Competition is fierce in China’s beer industry as purveyors of alcoholic beverages battle for market share amid reverberations from acquisitions by the global giants.
Last week, China Resources Beer announced plans to acquire SABMiller’s 49 per cent stake in China Resources Snow Breweries, a joint venture with the English beverage giant since 1994 that has grown to become China’s biggest brewing company.
The move comes after Anheuser-Busch InBev, the world’s largest brewer, confirmed an agreement late last year to acquire rival SABMiller for a record US$121 billion. Together, the brewers account for a third of the beer sold worldwide and half the industry’s profits.
With the deal undergoing antitrust scrutiny in the United States and likely to be reviewed around the globe, ABI has promised to scale back its market share by making divestments. It has already announced the sale of SABMiller’s majority stake in MillerCoors.
That’s the likely reason for CR Snow’s low sale price of US$1.6 billion – a 58 per cent discount, according to Jefferies.

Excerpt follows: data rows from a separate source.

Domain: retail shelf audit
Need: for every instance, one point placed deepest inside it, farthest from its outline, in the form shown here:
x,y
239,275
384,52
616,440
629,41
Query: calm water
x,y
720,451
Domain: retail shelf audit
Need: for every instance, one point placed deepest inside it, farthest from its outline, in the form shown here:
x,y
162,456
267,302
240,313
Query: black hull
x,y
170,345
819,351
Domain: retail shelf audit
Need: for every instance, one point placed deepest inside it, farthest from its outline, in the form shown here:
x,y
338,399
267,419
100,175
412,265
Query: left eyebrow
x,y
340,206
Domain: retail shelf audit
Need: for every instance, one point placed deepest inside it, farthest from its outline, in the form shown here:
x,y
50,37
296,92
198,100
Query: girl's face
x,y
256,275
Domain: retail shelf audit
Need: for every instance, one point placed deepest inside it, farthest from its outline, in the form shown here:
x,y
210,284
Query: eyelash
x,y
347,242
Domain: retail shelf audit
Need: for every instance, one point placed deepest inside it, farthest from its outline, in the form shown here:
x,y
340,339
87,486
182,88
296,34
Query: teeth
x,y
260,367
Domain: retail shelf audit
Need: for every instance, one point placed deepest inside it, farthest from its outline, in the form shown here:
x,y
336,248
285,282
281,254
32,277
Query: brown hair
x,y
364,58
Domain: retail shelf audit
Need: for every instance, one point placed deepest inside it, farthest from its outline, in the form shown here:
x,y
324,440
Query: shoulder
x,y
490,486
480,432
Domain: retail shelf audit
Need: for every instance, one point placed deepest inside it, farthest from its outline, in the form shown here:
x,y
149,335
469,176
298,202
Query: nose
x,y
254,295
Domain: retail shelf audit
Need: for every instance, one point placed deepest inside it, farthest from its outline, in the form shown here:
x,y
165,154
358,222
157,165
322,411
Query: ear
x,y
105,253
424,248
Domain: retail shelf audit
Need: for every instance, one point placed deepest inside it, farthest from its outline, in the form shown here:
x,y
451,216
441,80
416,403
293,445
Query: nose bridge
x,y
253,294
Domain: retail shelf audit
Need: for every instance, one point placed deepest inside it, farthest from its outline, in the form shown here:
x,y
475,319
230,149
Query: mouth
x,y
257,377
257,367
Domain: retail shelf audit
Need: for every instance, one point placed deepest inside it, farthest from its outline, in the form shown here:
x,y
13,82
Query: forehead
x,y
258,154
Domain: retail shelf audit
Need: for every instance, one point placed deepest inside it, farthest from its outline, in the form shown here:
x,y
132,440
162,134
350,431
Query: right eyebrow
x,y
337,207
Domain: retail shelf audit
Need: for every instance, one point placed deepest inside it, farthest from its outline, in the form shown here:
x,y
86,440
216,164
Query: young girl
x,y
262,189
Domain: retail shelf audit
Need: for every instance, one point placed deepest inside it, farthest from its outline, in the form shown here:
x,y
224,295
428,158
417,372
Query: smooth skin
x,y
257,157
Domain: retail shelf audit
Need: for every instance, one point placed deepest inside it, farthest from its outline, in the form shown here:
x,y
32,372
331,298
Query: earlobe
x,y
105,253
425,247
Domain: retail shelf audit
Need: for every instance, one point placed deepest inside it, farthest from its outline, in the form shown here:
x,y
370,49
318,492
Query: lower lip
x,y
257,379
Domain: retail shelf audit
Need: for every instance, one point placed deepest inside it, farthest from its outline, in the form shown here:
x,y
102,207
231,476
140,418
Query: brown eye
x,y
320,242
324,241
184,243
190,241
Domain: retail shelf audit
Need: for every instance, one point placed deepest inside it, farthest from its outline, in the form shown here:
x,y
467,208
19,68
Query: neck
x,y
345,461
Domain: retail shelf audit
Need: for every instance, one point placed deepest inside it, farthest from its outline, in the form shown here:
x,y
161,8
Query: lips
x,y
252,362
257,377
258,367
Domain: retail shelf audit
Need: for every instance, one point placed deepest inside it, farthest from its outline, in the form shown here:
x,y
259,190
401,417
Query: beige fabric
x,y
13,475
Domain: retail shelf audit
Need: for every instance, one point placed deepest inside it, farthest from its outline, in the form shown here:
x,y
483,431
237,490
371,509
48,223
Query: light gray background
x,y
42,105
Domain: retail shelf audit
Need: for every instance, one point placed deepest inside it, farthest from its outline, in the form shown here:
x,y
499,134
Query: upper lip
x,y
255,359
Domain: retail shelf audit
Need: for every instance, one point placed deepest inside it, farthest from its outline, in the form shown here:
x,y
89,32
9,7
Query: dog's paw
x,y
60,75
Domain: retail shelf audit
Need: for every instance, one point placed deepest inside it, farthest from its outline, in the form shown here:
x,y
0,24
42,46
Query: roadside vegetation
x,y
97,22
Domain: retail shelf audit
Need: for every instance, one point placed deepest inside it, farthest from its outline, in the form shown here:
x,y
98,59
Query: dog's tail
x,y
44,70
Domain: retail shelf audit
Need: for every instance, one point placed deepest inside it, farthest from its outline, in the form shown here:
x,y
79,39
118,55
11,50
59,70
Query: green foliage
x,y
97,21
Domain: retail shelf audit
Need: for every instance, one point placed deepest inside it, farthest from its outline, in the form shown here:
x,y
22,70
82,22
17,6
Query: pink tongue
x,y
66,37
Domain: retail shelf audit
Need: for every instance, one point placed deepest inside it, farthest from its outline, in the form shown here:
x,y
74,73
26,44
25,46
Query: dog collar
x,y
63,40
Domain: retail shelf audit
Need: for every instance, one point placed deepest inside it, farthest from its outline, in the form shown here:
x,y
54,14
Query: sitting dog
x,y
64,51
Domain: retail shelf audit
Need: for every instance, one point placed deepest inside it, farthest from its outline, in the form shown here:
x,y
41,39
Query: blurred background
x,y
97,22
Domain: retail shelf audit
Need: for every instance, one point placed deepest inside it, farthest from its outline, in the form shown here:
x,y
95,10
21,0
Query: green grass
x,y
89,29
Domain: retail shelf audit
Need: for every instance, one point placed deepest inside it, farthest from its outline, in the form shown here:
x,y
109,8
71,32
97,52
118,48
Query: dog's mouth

Analysts say the sale will prevent one major player from gaining a new advantage over the rest of the pack.
“Previously, some investors speculated that if ABI-SABMiller kept the 49 per cent shareholding in CR Snow, ABI and CR Snow together would have close to 40 per cent market share and could lead the industry in margin increase,” said Jefferies equity analyst Kevin Chee.
The advantages of scale and the search for growth have fuelled steady consolidation in China’s beer industry, boosting the market share of the top five brewers from 47 per cent in 2005 to 71 per cent in 2014, according to Macquarie Research.
Beer remains the country’s number one alcoholic beverage. With a massive population drinking more than the global average per capita – though considerably less than the thirsty folks in Germany, the US and Japan – China accounts for some 24 per cent of global beer consumption.
That should mean good times for brewers. But beer consumption has been on a steady decline since 2014, resulting in a 5.1 per cent drop in production last year. Analysts have laid the blame on just about everything: slowing economic growth, fewer dry and sunny days, improving health awareness, and the rising popularity of wine and baijiu.
“The big players used to be able to leverage their scale to grow their revenue and profits rapidly,” said Daiwa analyst Anson Chan. “But now that consumption growth in key categories has slowed, and because consumer tastes in terms of products and purchase methods are changing, the Goliaths face an uphill struggle to realise the kind of revenue momentum they have seen in the past five years.”
While some factors are in brewers’ favour – like the cost of imported barley, which stands around 10 per cent cheaper than a year ago – those might not last, and meanwhile, the soft demand environment is obstructing growth in the beverage’s average selling price.
Macquarie analysts point out that CR Snow, among all major domestic brands, has the lowest pricing in each segment, giving it the most upside potential with prices tight but consumer demand shifting toward premium product lines.
With CR Beer poised for a post-acquisition earnings boost and also enjoying recent success in capturing market share – it now holds 24 per cent, according to Daiwa. Analysts tip it to sustain its sales performance despite the downturn.
The prognosis is far less positive for the industry No 2 , Tsingtao, whose recent sales volumes have underperformed the market as its market share has stagnated. Already priced at the higher end of the range, the famous Chinese brand has little room to move.
“We believe Tsingtao will remain a victim of market-share losses to international brands in the premium beer segment in China in 2016,” said Daiwa’s Chan, also noting that the company’s acquisition activity had “ground to a halt”.
“Tsingtao formed a joint venture with [Japanese brewer] Suntory in 2013 to expand in eastern China,” Chan observed. “However, Suntory sold its stake in the JV to Tsingtao [in a deal announced last October] after years of loss-making, leaving Tsingtao with the losses to deal with.”
With foreign brewers getting cold feet and imported beers still accounting for less than 2 per cent of beer consumption, it’s the enemy rising from within that should worry China’s brewers the most. Among alcoholic beverages, baijiu’s volume share rose from 12 to 19 per cent between 2008 and 2014, as beer’s slid from 84 to 75 per cent.